Private Leonard Gillett was killed in action on 27th July 1917, serving as a Private with the 1st Battalion, Worcestershire Regiment, having been transferred from the Royal Warwickshire Regiment.
He was born in Luddington, Warwickshire in 1884 and was the fourth of the six children (four daughters, two sons) born to parents William (a labourer) and Mary Ann (née Taylor) who had married in Stow on the Wold, Gloucestershire in 1877. The youngest child, Emily, died aged four in 1895.
By 1901, the parents were living in Stratford with their two sons, 16-year-old Leonard who was working as a grocer’s porter, and 14-year-old Frank, who was a butcher’s errand boy. Their three sisters were all working away from the family home. Harriet Alice Gillett (born 1882) was a servant in Kings Norton. Hilda (also recorded in some records as Ida) Silence Gillett (1880-1942) and Lavinia Maud Gillett (1878-1972) – were living in different houses in Richmond Road, Olton where they were working as servants.
By 1911, parents William and Mary were still in Stratford, but all of their children had left home. They continued to live in Stratford until their deaths in 1919 (William) and 1930 (Mary). In 1911, Leonard, aged 26, was working as a baker and was boarding in Sparkbrook.

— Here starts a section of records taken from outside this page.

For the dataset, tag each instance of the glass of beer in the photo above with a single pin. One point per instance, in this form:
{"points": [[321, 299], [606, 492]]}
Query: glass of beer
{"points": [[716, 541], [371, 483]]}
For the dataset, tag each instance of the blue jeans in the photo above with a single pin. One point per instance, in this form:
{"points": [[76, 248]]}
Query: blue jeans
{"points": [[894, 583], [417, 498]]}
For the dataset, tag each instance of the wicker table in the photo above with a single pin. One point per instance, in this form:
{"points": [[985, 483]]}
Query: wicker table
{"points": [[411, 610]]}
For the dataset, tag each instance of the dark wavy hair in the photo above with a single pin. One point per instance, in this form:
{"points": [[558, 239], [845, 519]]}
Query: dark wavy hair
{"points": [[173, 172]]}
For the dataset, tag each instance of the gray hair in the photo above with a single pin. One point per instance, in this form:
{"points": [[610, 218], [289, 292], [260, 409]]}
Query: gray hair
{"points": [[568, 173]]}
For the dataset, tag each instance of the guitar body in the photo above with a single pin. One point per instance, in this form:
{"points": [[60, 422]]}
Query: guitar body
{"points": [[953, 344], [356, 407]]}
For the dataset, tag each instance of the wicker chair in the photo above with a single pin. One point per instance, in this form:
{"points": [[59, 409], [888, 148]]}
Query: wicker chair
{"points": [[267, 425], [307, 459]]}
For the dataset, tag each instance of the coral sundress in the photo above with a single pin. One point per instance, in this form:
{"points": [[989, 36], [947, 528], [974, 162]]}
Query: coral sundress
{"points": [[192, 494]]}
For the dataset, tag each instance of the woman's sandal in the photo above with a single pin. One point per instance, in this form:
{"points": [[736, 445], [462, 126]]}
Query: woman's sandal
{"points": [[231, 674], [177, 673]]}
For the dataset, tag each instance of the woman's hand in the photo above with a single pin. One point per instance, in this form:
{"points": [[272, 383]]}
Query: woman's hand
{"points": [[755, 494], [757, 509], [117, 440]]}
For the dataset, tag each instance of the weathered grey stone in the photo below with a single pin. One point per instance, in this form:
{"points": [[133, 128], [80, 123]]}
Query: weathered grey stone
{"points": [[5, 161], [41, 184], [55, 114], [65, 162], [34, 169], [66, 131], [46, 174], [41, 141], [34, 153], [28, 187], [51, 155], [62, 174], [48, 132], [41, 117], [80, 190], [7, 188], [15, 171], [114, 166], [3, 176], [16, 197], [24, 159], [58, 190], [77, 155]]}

In 1913, he married Florence May Andrews (1882-1975) in Alcester, and their daughter, Olive Mary Gillett was born in Solihull on 16th October 1914. She died in Alcester, aged 98, in 2013.
We don’t know when Leonard joined the army, but his medal index card suggests that he didn’t see overseas service before 1916. He was killed in action on 27th July 1917 and is buried at Perth Cemetery (China Wall), Belgium, 3km east of Ieper (Ypres).
He is also commemorated locally on Solihull War Memorial. He is also recorded under “those serving: Fell” on war memorial to Solihull Lodge (no. 506) of the Grand Independent Order of Loyal Caledonian Corks (GIOLCC).